As for the status of Gerrits, I would take those with a grain
of salt, as I have had to use (or perhaps abuse) Gerrit a bit to
store temporary and experimental commits. The reason is that in the
past, I had to reinstall the developer environment from scratch
many, many, many times over, including a complete wipe out of my
local git repos (for many reasons, including tests of the Oomph dev
setup model, and times where my environment got corrupted), and the
simplest way to save such experimental work was to push it to
Gerrit. But several of my own outstanding gerrits may no longer be
relevant. I'll have to clean them up, and abandon a few.
Furthermore, there is also a number of gerrits, not only my own,
which are "false starts", for a lack of a better term. The point is
that a simple Gerrit query might not give you an accurate
impression of what is work that is intended to be merged.
Hi,
In general I feel that we
need to track the outstanding Gerrit changes in the same way as we
track outstanding Bugzillas. I myself have a query setup for Gerrit
to list all outstanding Gerrit changes for both Papyrus-RT repos.
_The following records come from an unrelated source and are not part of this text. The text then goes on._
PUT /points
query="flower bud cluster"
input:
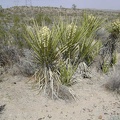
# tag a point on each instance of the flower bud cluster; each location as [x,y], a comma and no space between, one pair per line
[45,35]
[116,26]
[91,17]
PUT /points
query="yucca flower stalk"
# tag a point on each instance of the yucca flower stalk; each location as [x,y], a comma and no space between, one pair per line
[44,43]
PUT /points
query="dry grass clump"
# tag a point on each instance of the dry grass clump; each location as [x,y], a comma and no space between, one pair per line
[2,107]
[8,56]
[113,83]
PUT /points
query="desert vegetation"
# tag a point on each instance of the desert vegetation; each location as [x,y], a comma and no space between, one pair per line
[49,44]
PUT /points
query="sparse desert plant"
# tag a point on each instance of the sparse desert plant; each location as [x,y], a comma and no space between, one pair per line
[44,43]
[8,56]
[55,46]
[43,19]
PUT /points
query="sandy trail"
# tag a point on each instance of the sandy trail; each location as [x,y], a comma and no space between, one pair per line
[93,102]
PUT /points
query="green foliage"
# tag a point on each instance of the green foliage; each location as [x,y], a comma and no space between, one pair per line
[44,42]
[66,72]
[114,27]
[42,19]
[59,50]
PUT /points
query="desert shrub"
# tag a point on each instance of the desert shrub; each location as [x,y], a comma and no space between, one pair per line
[110,46]
[59,50]
[43,19]
[8,56]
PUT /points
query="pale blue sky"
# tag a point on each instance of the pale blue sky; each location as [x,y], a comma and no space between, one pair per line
[97,4]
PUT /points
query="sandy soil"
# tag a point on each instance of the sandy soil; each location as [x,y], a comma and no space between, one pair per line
[92,102]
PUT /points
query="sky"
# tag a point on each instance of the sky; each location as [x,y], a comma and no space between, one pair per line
[95,4]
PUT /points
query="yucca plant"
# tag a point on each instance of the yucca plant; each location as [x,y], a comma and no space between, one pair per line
[47,54]
[114,30]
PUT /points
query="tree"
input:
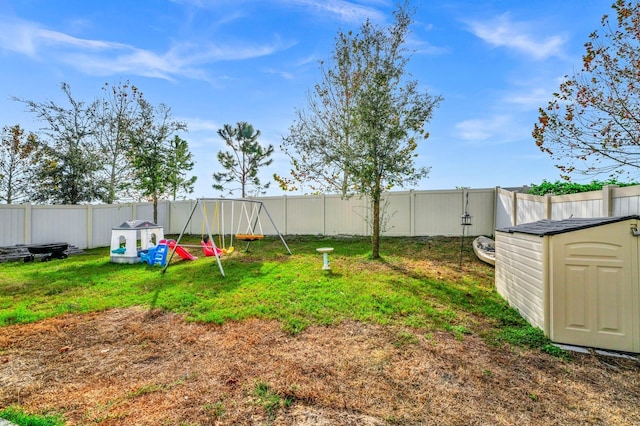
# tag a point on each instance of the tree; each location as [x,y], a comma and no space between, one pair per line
[17,160]
[321,137]
[243,161]
[180,163]
[375,112]
[150,151]
[70,161]
[591,124]
[116,116]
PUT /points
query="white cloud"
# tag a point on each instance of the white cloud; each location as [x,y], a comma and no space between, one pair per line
[496,129]
[343,10]
[98,57]
[503,32]
[534,98]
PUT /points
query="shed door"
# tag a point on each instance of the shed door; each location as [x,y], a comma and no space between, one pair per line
[594,282]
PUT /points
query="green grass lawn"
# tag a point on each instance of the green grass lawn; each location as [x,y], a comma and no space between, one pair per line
[418,283]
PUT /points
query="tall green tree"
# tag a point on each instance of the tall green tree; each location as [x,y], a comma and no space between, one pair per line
[116,115]
[590,126]
[70,161]
[322,135]
[379,116]
[243,161]
[17,161]
[180,163]
[151,150]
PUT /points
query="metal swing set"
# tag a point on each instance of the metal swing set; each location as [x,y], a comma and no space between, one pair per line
[249,214]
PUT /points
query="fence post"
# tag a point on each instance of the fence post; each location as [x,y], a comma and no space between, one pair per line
[607,200]
[514,208]
[324,215]
[412,212]
[285,218]
[27,224]
[89,225]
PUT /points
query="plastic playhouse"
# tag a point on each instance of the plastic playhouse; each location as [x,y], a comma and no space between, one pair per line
[124,240]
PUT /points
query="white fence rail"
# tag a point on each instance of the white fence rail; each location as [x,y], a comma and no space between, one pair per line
[407,213]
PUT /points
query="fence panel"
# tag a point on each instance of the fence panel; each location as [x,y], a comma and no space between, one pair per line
[530,208]
[51,224]
[626,201]
[438,212]
[421,213]
[12,224]
[396,214]
[482,203]
[305,215]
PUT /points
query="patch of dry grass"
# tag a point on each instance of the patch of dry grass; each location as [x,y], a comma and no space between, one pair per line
[135,366]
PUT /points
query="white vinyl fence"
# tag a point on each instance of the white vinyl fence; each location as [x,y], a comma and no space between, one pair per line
[407,213]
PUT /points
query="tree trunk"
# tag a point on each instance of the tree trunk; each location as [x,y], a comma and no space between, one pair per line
[375,238]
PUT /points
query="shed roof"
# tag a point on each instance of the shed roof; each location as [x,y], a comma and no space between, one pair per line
[553,227]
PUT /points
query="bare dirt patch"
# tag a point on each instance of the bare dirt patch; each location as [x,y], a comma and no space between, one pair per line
[139,367]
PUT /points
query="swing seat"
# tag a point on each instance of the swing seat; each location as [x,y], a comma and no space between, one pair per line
[210,250]
[249,237]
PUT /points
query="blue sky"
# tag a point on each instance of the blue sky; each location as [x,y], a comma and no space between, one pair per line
[217,62]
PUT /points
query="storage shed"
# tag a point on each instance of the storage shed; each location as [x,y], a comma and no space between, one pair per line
[576,279]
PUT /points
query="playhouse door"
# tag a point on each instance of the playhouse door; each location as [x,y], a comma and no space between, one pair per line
[594,288]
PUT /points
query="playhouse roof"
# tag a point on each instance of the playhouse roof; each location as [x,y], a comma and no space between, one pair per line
[553,227]
[136,224]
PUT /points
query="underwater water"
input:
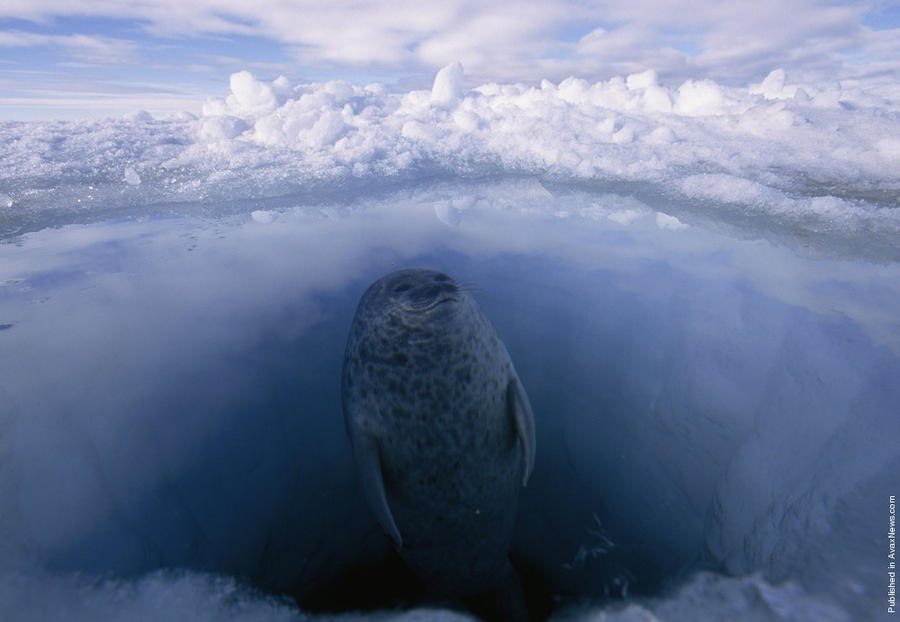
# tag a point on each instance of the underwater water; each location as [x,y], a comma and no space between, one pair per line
[171,393]
[699,288]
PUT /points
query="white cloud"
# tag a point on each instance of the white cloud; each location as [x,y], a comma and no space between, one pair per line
[732,42]
[89,49]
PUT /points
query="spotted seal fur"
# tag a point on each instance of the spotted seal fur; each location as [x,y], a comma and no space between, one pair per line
[442,431]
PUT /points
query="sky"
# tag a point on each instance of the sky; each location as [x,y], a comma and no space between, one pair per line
[93,58]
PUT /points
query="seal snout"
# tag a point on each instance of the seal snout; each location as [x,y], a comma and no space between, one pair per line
[423,290]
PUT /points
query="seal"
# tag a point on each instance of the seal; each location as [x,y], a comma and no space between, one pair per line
[442,433]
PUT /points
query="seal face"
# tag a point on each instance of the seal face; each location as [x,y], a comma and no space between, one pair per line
[441,428]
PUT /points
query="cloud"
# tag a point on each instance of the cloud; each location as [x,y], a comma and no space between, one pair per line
[84,48]
[733,42]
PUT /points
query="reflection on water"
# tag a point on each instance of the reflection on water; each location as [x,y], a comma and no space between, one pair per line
[170,393]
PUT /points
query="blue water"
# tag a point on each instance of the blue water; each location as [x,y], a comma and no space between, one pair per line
[705,401]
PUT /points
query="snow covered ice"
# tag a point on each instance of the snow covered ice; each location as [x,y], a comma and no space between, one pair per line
[699,286]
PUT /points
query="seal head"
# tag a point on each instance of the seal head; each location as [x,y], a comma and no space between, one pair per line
[441,429]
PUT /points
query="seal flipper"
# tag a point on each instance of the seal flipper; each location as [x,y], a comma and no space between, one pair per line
[523,420]
[368,462]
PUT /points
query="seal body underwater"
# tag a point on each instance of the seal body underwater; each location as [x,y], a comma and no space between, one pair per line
[442,433]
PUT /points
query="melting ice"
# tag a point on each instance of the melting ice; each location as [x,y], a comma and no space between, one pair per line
[698,284]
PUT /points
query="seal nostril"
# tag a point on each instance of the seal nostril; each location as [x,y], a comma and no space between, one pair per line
[431,292]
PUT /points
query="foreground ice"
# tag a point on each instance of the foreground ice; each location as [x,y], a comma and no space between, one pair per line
[705,403]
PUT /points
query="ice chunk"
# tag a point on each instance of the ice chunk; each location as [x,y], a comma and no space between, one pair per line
[700,98]
[131,177]
[265,217]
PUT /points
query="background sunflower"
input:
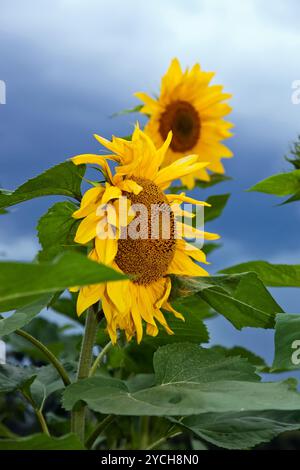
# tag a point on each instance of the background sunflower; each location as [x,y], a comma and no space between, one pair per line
[194,111]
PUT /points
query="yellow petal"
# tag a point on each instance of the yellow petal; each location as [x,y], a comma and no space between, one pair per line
[89,202]
[184,266]
[179,168]
[130,186]
[111,192]
[88,296]
[106,250]
[87,229]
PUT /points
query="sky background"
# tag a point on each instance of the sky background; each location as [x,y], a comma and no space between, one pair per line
[68,65]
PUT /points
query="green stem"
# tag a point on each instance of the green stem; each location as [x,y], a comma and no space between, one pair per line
[144,432]
[162,440]
[98,430]
[50,356]
[85,361]
[42,421]
[38,413]
[99,358]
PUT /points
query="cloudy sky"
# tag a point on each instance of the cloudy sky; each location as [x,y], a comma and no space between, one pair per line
[69,64]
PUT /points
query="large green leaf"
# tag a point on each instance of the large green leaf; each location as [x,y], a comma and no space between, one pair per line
[56,231]
[42,442]
[57,338]
[239,351]
[22,316]
[218,204]
[273,275]
[47,382]
[64,179]
[21,283]
[241,430]
[241,298]
[214,179]
[287,342]
[189,381]
[192,330]
[282,184]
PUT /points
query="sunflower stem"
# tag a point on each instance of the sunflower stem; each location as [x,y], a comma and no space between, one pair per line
[85,361]
[50,356]
[99,358]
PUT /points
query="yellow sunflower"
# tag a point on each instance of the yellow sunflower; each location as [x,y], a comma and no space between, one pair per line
[193,110]
[107,211]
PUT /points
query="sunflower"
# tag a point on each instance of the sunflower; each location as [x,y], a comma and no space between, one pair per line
[194,111]
[108,210]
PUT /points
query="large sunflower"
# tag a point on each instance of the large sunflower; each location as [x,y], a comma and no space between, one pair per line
[148,262]
[194,111]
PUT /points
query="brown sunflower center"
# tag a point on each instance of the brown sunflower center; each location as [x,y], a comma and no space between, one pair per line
[183,120]
[148,256]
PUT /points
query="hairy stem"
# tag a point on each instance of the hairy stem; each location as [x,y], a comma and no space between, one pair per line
[99,358]
[85,361]
[50,356]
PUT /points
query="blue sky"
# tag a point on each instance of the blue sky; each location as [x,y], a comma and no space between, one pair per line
[68,65]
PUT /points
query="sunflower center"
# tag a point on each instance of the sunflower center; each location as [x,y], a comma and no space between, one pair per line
[183,120]
[148,256]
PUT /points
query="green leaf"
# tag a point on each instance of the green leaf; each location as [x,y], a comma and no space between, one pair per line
[189,381]
[135,109]
[287,342]
[193,308]
[25,282]
[57,230]
[242,430]
[57,339]
[188,363]
[42,442]
[239,351]
[214,179]
[241,298]
[282,184]
[47,382]
[273,275]
[23,316]
[14,378]
[67,306]
[64,179]
[218,204]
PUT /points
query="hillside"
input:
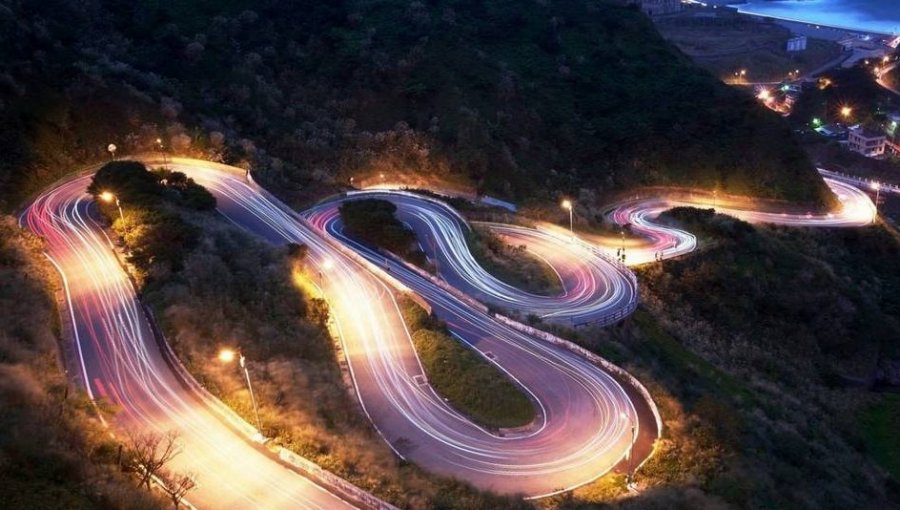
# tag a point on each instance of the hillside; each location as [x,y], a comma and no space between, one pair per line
[520,100]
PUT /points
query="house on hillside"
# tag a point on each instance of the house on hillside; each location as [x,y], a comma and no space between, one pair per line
[657,7]
[866,141]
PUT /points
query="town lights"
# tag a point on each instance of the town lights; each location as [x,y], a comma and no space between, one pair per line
[226,355]
[625,417]
[108,197]
[567,205]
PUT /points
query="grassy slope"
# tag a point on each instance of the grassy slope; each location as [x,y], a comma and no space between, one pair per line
[54,453]
[470,383]
[523,100]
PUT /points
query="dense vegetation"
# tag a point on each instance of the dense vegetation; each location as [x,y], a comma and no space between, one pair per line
[512,264]
[228,289]
[54,453]
[149,224]
[523,100]
[469,382]
[762,351]
[854,88]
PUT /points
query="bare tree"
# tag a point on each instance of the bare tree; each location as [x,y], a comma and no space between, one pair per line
[148,452]
[178,485]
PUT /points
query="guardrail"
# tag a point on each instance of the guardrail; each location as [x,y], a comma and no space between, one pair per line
[590,356]
[332,482]
[869,183]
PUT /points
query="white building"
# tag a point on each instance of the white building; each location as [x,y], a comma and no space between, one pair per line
[867,142]
[796,43]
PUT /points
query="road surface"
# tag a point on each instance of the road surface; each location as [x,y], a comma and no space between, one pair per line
[594,287]
[579,434]
[122,364]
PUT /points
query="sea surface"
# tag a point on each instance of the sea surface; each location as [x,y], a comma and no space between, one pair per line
[873,16]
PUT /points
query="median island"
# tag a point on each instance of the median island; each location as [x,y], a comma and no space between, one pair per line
[513,265]
[470,383]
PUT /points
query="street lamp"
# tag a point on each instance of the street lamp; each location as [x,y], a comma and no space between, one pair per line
[227,356]
[162,149]
[629,479]
[877,187]
[567,205]
[106,196]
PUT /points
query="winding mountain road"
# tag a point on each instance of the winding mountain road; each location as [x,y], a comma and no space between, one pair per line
[578,435]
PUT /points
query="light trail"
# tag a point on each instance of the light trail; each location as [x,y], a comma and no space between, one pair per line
[578,435]
[122,364]
[856,210]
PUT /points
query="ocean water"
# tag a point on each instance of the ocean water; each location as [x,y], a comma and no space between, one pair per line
[875,16]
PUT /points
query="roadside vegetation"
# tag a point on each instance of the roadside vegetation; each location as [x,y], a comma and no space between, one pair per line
[514,265]
[725,42]
[54,452]
[880,429]
[762,355]
[521,101]
[372,222]
[230,290]
[469,382]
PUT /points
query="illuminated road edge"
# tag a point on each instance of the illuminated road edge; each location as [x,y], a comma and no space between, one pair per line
[577,437]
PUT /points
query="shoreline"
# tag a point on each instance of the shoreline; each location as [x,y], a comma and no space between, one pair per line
[742,9]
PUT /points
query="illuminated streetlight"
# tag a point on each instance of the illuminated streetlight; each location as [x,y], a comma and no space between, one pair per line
[567,205]
[227,356]
[327,265]
[108,197]
[630,477]
[162,149]
[877,187]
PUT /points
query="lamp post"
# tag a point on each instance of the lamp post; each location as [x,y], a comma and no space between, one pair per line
[877,187]
[106,196]
[162,149]
[567,205]
[227,356]
[629,477]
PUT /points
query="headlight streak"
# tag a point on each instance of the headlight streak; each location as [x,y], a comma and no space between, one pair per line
[579,434]
[593,288]
[122,364]
[856,210]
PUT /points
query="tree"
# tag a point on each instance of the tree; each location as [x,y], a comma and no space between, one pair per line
[149,452]
[177,485]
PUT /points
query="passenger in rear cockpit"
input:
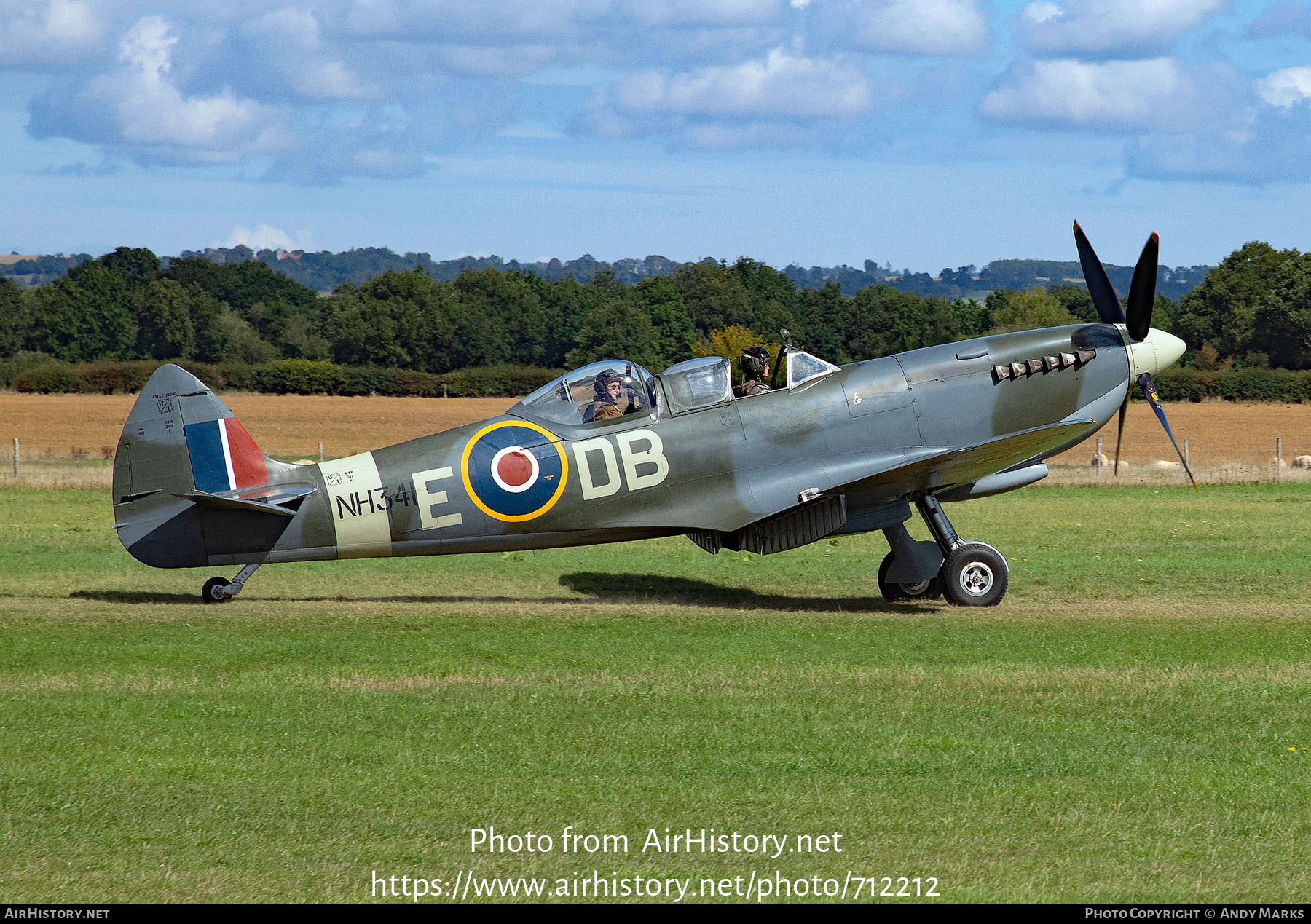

In general, we have quite a few Gerrit changes that has gotten
stuck there...
So this about the
"psychological aspect", I think that it would be good in general if
we also tried to followup what is happening with Gerrit changes,
and not only Bugzillas. If we had such focus on Gerrit as well,
then I would not be bothered about loosing track if it is ready or
not. For me, Gerrit is an equally important tool for keeping track
of what is ready or not.
Regarding moving Bugzillas to
RESOLVED, my personal opinion is that this should not be done until
they have been merged to master anyway, so resolving Bugzillas that
ends up on some topic branch does not feel right either. Then I
feel it is better to track Gerrit changes.